Qualcuno potrebbe allora domandarmi il motivo per cui io sia contrario a considerare l’arte come il regno dell’ordine del disordine. Al momento penso di poter dire questo: l’arte necessita di un ordine significante, perché altrimenti diverrebbe incomunicabile. E inoltre l’arte deve essere fine a se stessa, non deve avere dunque altri scopi: l’ordine del disordine invece impone all’arte lo scopo del mercato, del profitto, dei guadagni. L’ordine del disordine, oltre ad essere contraddittorio – perché nega ciò che è, ovvero nega l’ordine (per questo motivo è un disordine) ma a sua volta si eleva ad ordine – sfinisce l’arte, sfianca il gesto artistico, svaluta il «saper fare». L’artista del mercato punta a produrre in vista della vendita, del gusto contemporaneo. Egli è schiavo, servo di regime. Egli non sa nulla della libertà. L’arte liberata dai legacci della produzione è invece l’arte agita da intellettuali che prendono coscienza della propria libertà. Libertà dalle coercizioni, dai mercati, dal pensiero esterno, dalla significanza stabilita dal potere, così come dall’insignificanza imposta dal mainstream. L’arte è libertà quando è arte del cuore, quando è arte che proviene dall’interiorità, quando è gesto spirituale fine a se stesso.

  1. L’arte liberata, decrescita e anarchia

Dalla riflessione sull’arte e l’entropia non emerge una nuova teoria artistica, un nuovo codice valoriale, un nuovo ordine culturale. Emerge invece un orizzonte liberato dal dominio del mercato, un nuovo orizzonte popolato da valori conviviali e fraterni verso cui ognuno si dirigerà come meglio crede o sa. Non forme o sistemi artistici precostituiti, bensì proposte estetiche da seguire in piena libertà. Come questi concetti si possano poi scolpire, dipingere o scrivere è questione che riguarda il singolo artista, non certo la critica, e quindi non riguardano neppure noi. La riflessione sull’arte e la decrescita serve a stimolare il dibattito sull’arte contemporanea e i suoi vizi, serve a indicare un nuovo modo di relazionarsi alla realtà e alla spiritualità.

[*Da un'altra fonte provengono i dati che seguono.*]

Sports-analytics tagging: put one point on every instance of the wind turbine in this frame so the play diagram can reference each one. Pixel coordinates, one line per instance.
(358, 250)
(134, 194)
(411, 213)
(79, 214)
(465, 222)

Ma nessuno qui pensa di sostituire un codice estetico ad un altro: non è certo questo il luogo in cui si dà vita a una nuova corrente artistica. Qui si gettano solo le basi per la rivoluzione, che appunto proprio in quanto – e volontariamente – anarchica lascia tutte le strade aperte alle soluzioni, che ognuno avverte come le più appropriate.

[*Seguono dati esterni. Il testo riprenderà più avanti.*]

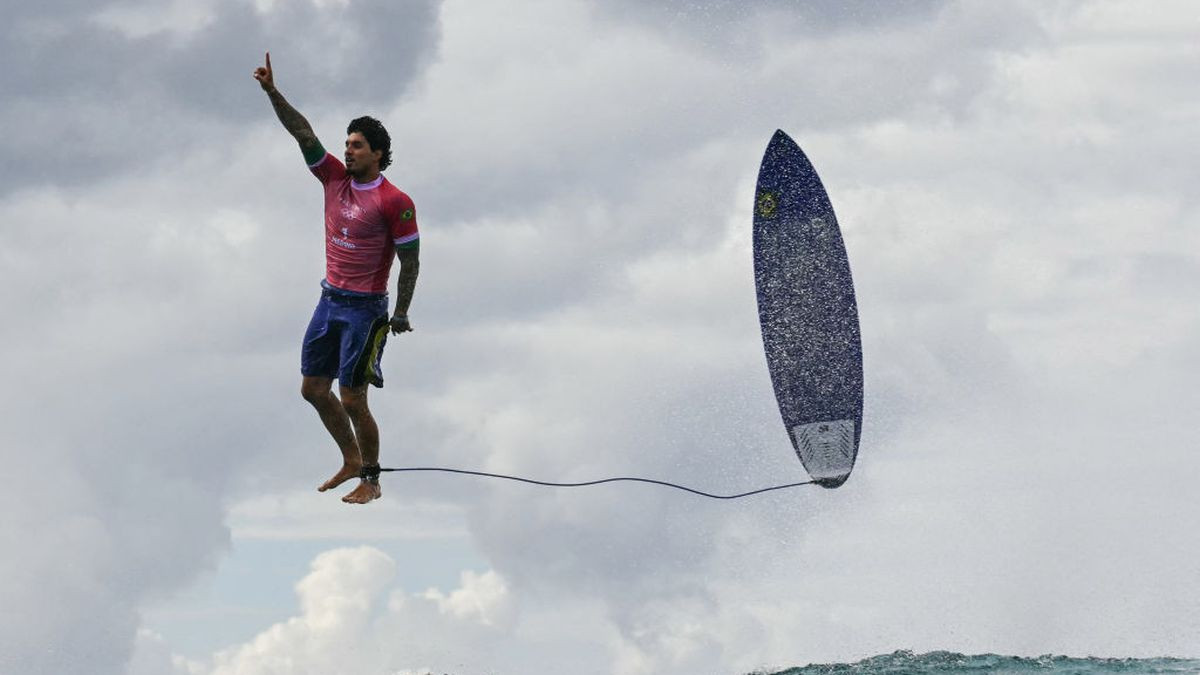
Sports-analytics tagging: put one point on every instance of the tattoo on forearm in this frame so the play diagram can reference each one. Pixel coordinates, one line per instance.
(408, 270)
(297, 125)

Quando gli artisti cominceranno ad operare senza vincoli esterni e senza canoni calati dall’alto, la critica artistica sarà solo un triste ricordo del passato. I critici smetteranno la loro funzione di censori di regime. D’altronde i critici non sono altro che artisti frustrati, sognatori mancati. Chi non è in grado di fare l’artista generalmente diventa critico. E il critico critica, separa, in virtù di uno schema stabilito da altri. Ma la critica serve fintantoché l’arte produce beni di consumo da valutare. Quando però l’arte verrà sottratta al mercato da operazioni artistiche decrescenti e anarchiche, i critici non serviranno più. Nel momento in cui l’oggetto d’arte diventerà un oggetto a-valutato (e, si badi, non s-valutato, ma iper-valutato, e proprio in quanto iper-valutato, fuori da ogni valutazione), il critico d’arte diventerà de facto un oggetto d’antiquariato.